I pity the consumer that ends up violated with their personal information stolen (possible identity theft), data usage goes off the chart, or their phone stops functioning because Verizon's actions.
Chief Software Architect
Personal Information removed as required by the Verizon Wireless Terms of Service
Message edited by Verizon Moderator
I think that the only issue I have with this forum is, in all the time this thread has been running, only one verizon support person, Jennifer, contributed with a single post. This was greatly appreciated by me even if it didn't add anything we didn't know to the discussion. I wish there were more support persons that took an active role to either dissuade us, comfort us, or help us in our goals.
Where did you read that BB isn't going to update Verizon? As far as I know they will send the October Security Updates to Verizon along with all their other carriers. I haven't seen the list of vulnerabilities yet. If it's like all the other updates, it will probably fix 40 vulnerabilities. Add that to the list of 260 that's sitting somewhere in Verizon instead of pushing them to our phones.
Blackberry's October patch release is now official. It fixes 57 security vulnerabilities. The new total is 317 available patches for the Priv.
Thank you for the information. I also would like Verizon to quit stalling and give customers the security updates. It is appalling to pay full price for a phone and have this company ignore me and other customers. Can you hear me now, Verizon? Very Truly Yours. KS
Thanks for the info, I've been keeping track by reading other forums, etc.
There is no reason whatsoever for Verizon to sit on the updates.

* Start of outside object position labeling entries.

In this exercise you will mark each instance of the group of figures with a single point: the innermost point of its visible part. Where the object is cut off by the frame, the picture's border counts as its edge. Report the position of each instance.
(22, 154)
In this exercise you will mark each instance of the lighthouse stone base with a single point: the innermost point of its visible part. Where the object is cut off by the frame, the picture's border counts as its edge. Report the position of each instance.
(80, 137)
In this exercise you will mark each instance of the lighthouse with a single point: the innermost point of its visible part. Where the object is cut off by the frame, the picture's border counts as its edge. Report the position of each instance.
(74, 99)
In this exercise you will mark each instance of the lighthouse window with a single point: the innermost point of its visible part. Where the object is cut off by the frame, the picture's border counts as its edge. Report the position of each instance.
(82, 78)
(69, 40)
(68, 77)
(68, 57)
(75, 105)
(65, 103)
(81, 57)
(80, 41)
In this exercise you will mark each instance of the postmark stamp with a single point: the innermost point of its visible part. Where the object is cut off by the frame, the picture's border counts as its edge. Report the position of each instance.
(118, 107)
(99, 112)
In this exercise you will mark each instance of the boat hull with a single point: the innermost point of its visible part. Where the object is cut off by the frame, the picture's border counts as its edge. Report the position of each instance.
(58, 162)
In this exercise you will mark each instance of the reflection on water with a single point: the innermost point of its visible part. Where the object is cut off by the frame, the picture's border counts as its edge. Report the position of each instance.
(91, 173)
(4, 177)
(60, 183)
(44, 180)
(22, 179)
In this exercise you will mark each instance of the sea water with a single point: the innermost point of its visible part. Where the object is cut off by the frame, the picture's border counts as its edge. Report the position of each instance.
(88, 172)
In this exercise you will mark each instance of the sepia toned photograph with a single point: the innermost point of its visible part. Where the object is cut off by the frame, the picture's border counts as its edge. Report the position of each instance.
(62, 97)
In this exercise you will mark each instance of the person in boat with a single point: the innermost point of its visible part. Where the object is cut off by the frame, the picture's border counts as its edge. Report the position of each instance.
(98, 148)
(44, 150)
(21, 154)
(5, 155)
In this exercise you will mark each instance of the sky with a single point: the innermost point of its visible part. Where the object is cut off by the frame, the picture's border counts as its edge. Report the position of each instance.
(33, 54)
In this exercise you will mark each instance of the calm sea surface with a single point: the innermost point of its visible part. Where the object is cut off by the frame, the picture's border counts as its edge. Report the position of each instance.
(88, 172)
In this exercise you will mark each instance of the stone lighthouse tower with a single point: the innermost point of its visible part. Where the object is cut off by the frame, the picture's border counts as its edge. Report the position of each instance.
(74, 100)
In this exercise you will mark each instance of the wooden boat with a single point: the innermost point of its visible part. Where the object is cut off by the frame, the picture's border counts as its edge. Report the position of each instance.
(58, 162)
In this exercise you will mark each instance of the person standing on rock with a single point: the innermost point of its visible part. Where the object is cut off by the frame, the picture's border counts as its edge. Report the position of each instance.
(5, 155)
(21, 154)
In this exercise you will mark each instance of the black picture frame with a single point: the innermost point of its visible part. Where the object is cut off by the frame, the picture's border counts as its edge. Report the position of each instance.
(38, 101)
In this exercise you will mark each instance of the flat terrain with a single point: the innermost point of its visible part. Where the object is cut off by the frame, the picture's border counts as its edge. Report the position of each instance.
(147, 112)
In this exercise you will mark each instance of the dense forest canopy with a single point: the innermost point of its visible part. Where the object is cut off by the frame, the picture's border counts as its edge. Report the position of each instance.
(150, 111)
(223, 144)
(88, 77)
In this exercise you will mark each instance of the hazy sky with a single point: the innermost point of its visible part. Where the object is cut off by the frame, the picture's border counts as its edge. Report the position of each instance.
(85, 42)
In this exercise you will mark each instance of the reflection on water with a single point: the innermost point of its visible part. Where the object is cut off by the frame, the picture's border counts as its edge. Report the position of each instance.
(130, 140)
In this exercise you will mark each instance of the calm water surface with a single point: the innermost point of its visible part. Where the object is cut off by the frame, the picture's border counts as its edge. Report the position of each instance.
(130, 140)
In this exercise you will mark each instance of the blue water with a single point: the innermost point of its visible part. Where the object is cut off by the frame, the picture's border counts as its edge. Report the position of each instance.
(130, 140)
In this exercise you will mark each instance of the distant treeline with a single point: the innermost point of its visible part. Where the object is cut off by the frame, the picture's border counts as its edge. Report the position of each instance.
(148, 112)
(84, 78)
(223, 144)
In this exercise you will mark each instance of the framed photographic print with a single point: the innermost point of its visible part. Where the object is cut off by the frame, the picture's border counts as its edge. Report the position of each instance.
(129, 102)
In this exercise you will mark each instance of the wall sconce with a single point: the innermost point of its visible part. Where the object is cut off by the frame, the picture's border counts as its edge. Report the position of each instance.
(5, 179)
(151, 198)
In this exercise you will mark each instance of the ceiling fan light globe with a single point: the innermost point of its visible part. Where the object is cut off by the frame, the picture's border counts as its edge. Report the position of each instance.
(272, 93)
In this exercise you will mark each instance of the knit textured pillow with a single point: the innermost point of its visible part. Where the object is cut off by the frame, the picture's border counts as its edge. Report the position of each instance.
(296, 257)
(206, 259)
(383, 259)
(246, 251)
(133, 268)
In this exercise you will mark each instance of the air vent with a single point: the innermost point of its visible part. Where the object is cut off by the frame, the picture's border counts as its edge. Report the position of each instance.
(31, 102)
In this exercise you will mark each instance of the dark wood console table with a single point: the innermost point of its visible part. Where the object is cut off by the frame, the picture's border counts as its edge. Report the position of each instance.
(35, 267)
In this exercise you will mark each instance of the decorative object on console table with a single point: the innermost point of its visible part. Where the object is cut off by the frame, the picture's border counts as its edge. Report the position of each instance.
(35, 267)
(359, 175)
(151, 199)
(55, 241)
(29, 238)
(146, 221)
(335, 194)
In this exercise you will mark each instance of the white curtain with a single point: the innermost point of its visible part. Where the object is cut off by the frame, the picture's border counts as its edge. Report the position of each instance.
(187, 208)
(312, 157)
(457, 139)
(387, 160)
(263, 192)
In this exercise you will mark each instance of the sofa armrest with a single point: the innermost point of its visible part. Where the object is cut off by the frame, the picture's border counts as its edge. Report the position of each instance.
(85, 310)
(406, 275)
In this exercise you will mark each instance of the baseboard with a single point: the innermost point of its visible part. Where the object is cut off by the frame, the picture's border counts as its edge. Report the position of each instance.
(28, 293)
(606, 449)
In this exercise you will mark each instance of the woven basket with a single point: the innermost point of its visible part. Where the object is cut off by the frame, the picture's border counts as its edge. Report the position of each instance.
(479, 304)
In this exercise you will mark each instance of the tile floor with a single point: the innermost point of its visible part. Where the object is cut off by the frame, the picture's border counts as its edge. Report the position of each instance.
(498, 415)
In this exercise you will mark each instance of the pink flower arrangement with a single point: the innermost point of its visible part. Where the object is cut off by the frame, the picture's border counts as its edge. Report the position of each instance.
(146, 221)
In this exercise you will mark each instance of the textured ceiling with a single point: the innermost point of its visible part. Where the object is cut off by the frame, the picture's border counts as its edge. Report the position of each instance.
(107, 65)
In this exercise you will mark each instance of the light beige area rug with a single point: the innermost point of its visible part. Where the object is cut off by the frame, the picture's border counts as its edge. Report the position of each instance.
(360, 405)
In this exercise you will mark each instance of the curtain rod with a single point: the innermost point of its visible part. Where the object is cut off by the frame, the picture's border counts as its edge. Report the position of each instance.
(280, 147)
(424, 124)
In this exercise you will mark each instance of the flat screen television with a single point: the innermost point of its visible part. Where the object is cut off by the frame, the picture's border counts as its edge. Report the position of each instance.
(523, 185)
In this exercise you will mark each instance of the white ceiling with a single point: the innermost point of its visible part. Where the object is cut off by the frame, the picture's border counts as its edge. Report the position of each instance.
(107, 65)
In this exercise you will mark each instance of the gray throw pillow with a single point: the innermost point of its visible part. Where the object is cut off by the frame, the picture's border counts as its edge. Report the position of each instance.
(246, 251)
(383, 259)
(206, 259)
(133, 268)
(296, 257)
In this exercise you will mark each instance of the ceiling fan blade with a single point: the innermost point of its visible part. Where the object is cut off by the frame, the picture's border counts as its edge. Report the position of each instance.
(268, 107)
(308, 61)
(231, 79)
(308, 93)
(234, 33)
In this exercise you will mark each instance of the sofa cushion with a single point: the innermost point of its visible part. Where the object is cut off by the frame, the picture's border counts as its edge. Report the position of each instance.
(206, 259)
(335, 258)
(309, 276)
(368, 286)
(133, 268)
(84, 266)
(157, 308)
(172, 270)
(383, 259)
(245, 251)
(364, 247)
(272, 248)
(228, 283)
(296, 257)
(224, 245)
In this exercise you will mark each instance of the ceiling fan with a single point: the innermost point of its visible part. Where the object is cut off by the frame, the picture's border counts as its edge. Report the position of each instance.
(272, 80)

Leaving Priv on Lollipop 5.1.1 puts all users at a great security risk.
Not acceptable at all.
I fear that Verizon has just declared the Priv dead as they dropped the price from $408 to $100. Sounds like a fire-sale to me. I hope that those that pick one up get as unhappy as we are. I'm advising Pixel buyers to pick it up from Google instead of Verizon so they don't get into the situation.
If it's any consolation, the number of FCC complaints has gone up almost 300% over the last year and that was only for billing mistakes.
How is it a security risk? You only consider it a security risk
because it doesnt have Marshmallow. You could activate an old bold and the device would still be as secure as anything else's.
That may be what you think, but if there has been 317 or more security updates, besides new features since June 2016 (Lollipop 5.1.1), no matter how you look at it, we are being screwed because Verizon is not upgrading the Priv to Marshmallow. My phone is secure because I am diligent, but that doesn't mean we aren't getting ticked off by Verizon's lack of support. I am still waiting for a reply from Verizon after filing a complaint with FCC. You are honest, you don't get an answer. PHHHBBBTTT.
rpherson suggests we all pick up a device no longer manufactured. He has the audacity to suggest that this is as secure as anything on the market. Let's all pick up a Palm 680 since the company no longer exists. That must be even more secure. You don't have a clue what a secure phone is. To people that make a living in security it means rapid patching of known vulnerabilities. Yes, Lollipop is inherently less secure than Marshmallow which is less secure than Nougat. Google has documented as much. However, Blackberry has hardened the bootloader and kernels. They also have utilities to identify corruptions to the security of the kernel which makes Marshmallow roughly as secure as Nougat. Lollipop cripples DTEK analysis and functionality, hence Dick's statement is valid.